Yes, but you don't want to sacrifice speed unnecessarily. The advantage of the above syntax is that it's entirely obvious to the compiler when you're matching against a specific item (with <expr> [, <expr>...] then) or against an expression (with <varname> if). This makes it trivial for, say, the JIT to construct real jump tables.

It also allows you to define different ordering semantics.
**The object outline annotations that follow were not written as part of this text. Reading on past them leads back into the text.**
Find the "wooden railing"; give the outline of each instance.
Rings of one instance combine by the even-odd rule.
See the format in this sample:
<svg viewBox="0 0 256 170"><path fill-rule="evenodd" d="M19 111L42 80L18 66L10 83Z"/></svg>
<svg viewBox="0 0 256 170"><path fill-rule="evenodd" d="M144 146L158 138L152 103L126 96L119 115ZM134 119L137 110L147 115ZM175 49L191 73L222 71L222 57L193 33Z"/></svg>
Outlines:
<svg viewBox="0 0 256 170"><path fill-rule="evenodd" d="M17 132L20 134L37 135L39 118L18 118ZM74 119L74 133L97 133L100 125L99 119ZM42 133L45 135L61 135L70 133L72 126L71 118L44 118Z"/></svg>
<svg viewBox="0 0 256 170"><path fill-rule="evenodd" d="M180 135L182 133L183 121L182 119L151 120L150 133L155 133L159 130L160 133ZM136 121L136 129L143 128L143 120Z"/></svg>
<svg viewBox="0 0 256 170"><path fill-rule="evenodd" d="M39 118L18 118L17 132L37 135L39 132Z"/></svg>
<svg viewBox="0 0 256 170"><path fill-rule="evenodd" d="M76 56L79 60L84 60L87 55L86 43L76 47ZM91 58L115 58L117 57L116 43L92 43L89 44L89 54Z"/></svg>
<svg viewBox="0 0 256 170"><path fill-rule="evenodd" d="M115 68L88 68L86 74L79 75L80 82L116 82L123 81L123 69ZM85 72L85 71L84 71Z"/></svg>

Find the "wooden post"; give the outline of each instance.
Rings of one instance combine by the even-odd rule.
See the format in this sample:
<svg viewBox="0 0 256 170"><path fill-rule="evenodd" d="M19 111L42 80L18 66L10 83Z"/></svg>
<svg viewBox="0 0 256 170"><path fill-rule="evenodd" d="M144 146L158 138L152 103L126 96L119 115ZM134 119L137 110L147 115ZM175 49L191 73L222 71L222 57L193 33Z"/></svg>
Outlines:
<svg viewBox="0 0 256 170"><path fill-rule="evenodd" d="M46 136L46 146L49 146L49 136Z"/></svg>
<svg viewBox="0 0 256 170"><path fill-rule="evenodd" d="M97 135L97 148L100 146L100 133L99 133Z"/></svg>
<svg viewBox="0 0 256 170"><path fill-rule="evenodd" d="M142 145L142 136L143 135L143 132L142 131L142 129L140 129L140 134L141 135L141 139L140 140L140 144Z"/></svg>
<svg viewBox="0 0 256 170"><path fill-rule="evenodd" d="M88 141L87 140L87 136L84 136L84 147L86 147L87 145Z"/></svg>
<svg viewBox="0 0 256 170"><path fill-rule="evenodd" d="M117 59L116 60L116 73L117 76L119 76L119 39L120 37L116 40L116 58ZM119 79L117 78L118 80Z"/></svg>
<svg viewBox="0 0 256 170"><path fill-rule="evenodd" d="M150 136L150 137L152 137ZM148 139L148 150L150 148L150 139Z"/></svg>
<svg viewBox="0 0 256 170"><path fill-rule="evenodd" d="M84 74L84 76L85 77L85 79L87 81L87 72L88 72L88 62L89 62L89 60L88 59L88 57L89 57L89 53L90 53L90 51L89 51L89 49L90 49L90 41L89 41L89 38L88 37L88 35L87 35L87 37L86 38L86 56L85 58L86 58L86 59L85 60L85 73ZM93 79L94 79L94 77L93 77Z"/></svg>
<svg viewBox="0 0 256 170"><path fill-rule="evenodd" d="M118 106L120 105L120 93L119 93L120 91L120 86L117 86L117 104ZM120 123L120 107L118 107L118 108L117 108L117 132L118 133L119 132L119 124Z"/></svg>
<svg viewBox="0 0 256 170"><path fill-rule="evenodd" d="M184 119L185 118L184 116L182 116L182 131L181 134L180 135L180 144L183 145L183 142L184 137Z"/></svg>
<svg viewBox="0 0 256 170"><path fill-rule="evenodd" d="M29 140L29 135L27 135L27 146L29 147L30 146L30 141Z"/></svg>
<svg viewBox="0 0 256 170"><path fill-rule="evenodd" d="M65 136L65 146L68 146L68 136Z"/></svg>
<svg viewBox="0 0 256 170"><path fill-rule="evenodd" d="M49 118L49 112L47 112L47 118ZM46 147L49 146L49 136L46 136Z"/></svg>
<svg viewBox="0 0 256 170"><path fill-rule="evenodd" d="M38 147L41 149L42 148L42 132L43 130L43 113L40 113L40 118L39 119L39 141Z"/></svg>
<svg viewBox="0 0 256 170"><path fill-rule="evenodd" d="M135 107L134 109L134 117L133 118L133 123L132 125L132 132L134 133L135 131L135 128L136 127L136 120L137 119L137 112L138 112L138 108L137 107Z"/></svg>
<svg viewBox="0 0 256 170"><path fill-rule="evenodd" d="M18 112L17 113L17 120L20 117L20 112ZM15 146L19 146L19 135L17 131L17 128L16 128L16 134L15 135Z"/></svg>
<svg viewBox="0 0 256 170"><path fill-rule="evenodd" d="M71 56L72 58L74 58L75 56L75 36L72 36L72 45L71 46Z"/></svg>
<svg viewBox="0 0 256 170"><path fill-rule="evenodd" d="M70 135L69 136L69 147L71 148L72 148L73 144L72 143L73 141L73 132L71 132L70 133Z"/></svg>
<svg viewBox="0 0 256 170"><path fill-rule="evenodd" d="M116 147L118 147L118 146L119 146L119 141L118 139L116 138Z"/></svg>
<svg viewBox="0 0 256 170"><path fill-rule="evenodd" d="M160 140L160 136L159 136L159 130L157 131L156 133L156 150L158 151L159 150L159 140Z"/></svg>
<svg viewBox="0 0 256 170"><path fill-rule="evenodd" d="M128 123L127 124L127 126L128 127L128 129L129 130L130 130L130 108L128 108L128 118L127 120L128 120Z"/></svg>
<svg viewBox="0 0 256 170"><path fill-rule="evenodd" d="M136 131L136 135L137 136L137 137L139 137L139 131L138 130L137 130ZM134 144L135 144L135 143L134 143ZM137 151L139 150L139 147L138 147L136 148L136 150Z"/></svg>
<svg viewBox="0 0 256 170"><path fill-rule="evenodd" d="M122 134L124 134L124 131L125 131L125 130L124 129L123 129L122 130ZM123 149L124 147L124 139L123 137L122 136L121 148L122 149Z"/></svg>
If you specify that the expressions in a match can be evaluated in any order, and that it's the responsibility of the user to make sure that they're not ambiguous, it makes the compiler's job much easier.

I suspect it'd be easy to implement an approach that has a list of
statements to be evaluated and then the first one in the list that
evaluates "true" is the index to the block of code that gets executed.  It
can also superset the above match syntax inherently:

That would be the obvious basic implementation, but doing it like this doesn't really give much advantage over chained if...elseif statements.


In Case of
     @(10 <= k <=11)
               then return 1
     @(k== 12)
               then return 2
     @(z == 0)
               then return 0
     @((k == i) && ( 13<= i <=16))
              then return 4
        then return 99
end almost identical to:

if (10 <= k) and (k <= 11) then return 1
elseif (k == 12) then return 2
elseif (z == 0) then return 0
elseif ((k == i) and (13 <= i) and (i <= 16) then return 4
else return 99

(I should also point out that 10 <= k <= 11, while nice for the user, is an utter nightmare for the grammar --- unless you declare an entirely new syntax specifically for use in this situation, it can't decide whether you mean a range check or the expression (10 <= k) <= 11... which is completely legal. Although is likely to produce a run-time error.)

Also, Asko's version
didn't match David Given's version, as his version requires (as I read it)
for k to equal i as well as i be between 13 and 16, instead of k being
between 13 and 16.

Yeah, what I meant was that i would be a new local variable containing the value of k in whose scope the if statement was evaluated.

Of course, none of this is ever going to happen... but it's a slow Friday.